In December 2019, a bushfire occurred in the Adelaide Hills, South Australia, burning through 25,000 hectares, including some vineyards.  Vineyards and their infrastructure were scorched resulting in damage to varying degrees. The ability to coordinate and plan recovery after a fire event relies on robust and timely data. The current practice for measuring the scale and distribution of fire damage is to walk or drive the vineyard and score individual vines based on visual observation. The process is time consuming, subjective, and semi-quantitative at best. After the December 2019 fires, it took many months to access properties and estimate the area of vineyard damaged. This study compared the rapid assessment and mapping of fire damage using high-resolution satellite imagery with more traditional ground-based measures. Correlations between ground visual fire damage assessments and post-fire NDVI (-0.7 to 0.04) and VARIgreen (-0.333 to 0.074 for only the University of Adelaide trial blocks) satellite imagery were significant but showed no correlation to a moderate or weak negative correlation respectively. 

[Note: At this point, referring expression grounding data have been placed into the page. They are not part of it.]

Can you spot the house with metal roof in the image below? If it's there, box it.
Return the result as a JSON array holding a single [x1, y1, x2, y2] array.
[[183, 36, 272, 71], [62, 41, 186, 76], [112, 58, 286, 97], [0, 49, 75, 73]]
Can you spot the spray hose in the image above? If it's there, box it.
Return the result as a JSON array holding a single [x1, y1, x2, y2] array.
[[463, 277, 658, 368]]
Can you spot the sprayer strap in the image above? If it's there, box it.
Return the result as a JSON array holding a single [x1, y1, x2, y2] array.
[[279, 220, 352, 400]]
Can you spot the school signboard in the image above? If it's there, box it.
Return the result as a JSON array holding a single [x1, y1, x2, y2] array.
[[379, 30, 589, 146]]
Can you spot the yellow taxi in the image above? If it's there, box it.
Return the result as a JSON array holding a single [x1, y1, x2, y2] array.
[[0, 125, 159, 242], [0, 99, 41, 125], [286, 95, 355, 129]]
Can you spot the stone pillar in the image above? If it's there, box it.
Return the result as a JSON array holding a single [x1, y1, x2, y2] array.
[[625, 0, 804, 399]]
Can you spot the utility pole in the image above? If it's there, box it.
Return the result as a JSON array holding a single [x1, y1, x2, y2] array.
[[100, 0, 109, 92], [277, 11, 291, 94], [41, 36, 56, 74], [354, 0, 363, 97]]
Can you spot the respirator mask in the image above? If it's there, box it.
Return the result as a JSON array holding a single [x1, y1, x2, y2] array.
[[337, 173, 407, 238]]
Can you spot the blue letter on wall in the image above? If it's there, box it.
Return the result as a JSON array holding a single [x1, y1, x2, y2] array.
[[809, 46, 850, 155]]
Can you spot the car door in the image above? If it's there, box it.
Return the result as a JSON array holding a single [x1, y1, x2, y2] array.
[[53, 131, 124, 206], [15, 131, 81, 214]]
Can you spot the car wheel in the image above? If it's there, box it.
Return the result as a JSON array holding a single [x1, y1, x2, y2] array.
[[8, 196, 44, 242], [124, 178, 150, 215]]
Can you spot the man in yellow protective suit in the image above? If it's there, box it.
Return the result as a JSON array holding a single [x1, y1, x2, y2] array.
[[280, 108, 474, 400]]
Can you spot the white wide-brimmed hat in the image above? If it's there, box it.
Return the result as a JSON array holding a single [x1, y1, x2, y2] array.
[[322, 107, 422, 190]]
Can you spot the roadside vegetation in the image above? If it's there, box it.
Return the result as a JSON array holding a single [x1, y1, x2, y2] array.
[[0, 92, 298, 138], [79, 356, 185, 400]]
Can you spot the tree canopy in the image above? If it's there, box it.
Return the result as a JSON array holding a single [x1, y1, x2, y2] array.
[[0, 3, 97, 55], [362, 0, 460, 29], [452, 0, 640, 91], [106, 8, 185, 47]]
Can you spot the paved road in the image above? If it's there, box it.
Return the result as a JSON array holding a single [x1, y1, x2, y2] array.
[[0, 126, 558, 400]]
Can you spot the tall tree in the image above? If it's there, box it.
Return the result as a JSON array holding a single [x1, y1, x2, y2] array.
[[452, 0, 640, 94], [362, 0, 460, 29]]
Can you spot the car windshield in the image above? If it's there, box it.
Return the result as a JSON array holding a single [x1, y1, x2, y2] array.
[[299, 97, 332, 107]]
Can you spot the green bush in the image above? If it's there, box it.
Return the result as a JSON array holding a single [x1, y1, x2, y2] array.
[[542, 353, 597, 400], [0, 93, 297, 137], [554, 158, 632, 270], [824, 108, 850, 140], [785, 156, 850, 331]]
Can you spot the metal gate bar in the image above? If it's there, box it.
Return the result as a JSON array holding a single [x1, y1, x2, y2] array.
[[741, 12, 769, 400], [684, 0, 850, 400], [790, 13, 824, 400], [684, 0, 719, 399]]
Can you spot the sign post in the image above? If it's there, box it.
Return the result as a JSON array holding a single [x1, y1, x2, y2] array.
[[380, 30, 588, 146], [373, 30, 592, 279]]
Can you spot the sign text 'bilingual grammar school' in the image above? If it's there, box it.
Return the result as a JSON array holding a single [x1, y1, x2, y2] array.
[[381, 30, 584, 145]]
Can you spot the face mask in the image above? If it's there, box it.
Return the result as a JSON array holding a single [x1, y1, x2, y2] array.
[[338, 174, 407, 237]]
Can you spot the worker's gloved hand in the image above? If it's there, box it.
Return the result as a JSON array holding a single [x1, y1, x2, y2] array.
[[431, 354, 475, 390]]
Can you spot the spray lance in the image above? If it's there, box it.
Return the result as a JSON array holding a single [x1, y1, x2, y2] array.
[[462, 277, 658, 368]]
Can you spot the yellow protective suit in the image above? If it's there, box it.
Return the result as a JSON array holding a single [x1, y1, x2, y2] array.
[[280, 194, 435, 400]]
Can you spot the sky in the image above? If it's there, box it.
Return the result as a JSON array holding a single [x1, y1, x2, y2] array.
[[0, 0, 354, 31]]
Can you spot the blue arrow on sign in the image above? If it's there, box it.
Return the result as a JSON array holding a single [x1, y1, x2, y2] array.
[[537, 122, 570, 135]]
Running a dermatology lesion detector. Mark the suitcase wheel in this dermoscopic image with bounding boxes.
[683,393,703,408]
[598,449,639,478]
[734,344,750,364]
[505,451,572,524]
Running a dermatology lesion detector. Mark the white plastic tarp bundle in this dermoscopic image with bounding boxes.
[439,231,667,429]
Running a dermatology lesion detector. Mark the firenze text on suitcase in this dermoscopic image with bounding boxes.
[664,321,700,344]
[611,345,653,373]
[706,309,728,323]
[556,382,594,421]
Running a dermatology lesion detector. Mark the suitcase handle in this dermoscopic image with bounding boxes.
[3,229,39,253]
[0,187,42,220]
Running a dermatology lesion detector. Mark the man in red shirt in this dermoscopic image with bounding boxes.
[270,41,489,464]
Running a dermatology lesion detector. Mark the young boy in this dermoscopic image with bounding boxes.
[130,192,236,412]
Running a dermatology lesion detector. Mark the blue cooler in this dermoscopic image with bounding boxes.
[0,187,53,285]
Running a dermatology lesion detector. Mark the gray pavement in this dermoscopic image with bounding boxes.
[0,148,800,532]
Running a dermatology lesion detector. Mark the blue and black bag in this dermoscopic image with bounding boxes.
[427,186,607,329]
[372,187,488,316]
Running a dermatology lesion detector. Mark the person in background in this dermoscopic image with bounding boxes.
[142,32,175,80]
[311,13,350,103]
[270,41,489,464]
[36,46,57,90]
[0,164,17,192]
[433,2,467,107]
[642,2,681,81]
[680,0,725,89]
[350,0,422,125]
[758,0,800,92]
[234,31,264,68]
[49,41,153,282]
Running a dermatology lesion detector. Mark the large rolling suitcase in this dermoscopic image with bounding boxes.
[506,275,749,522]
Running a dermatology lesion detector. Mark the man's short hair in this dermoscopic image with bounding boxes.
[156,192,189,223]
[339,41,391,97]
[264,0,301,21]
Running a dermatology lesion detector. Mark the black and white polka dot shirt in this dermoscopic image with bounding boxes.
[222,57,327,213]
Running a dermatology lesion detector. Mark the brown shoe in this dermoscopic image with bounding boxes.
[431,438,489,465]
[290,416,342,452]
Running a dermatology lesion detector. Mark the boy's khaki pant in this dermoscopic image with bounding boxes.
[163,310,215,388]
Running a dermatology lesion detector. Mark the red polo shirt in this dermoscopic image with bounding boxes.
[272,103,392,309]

Canopy growth, vine fertility and starch concentrations were tracked in the two seasons following the fire event to assess vine recovery. Canopy health in the seasons following the fires correlated to the severity of the initial fire damage. Severely damaged vines had reduced canopy growth, were infertile or had very low fertility as well as lower starch concentrations in buds and canes during dormancy, which reduced productivity in the seasons following the bushfire event. In contrast, vines that received minor to moderate damage were able to recover within one to two years.

Delays of 3 to 4 months in gathering the ground truth data set, coordinated in a separate project through Wine Grape Council of South Australia (WGCSA), had an impact upon the reliability of this data relative to the imagery captured immediately post-fire event due to regrowth of the vines. This factor, and the relatively small ground truth data sets, limited the ability to create a reliable multi-class variable damage model. However, several models have been created capable of determining a binary value for damage on known vineyard sites across the fire scar, with relative confidence. In the event of future fires this can be deployed immediately, and a coordinated collection of concurrent ground truth data could help form better data sets for improved accuracy and to develop variable damage models. Tools have been developed that rapidly and affordably capture the extent and severity of damage over large vineyard areas to allow producers, government, and industry bodies to make more efficient decisions during the post-fire recovery. The benefits of this will flow to the grower through better fire recovery planning, coordination and delivery, providing more certainty and reducing stress.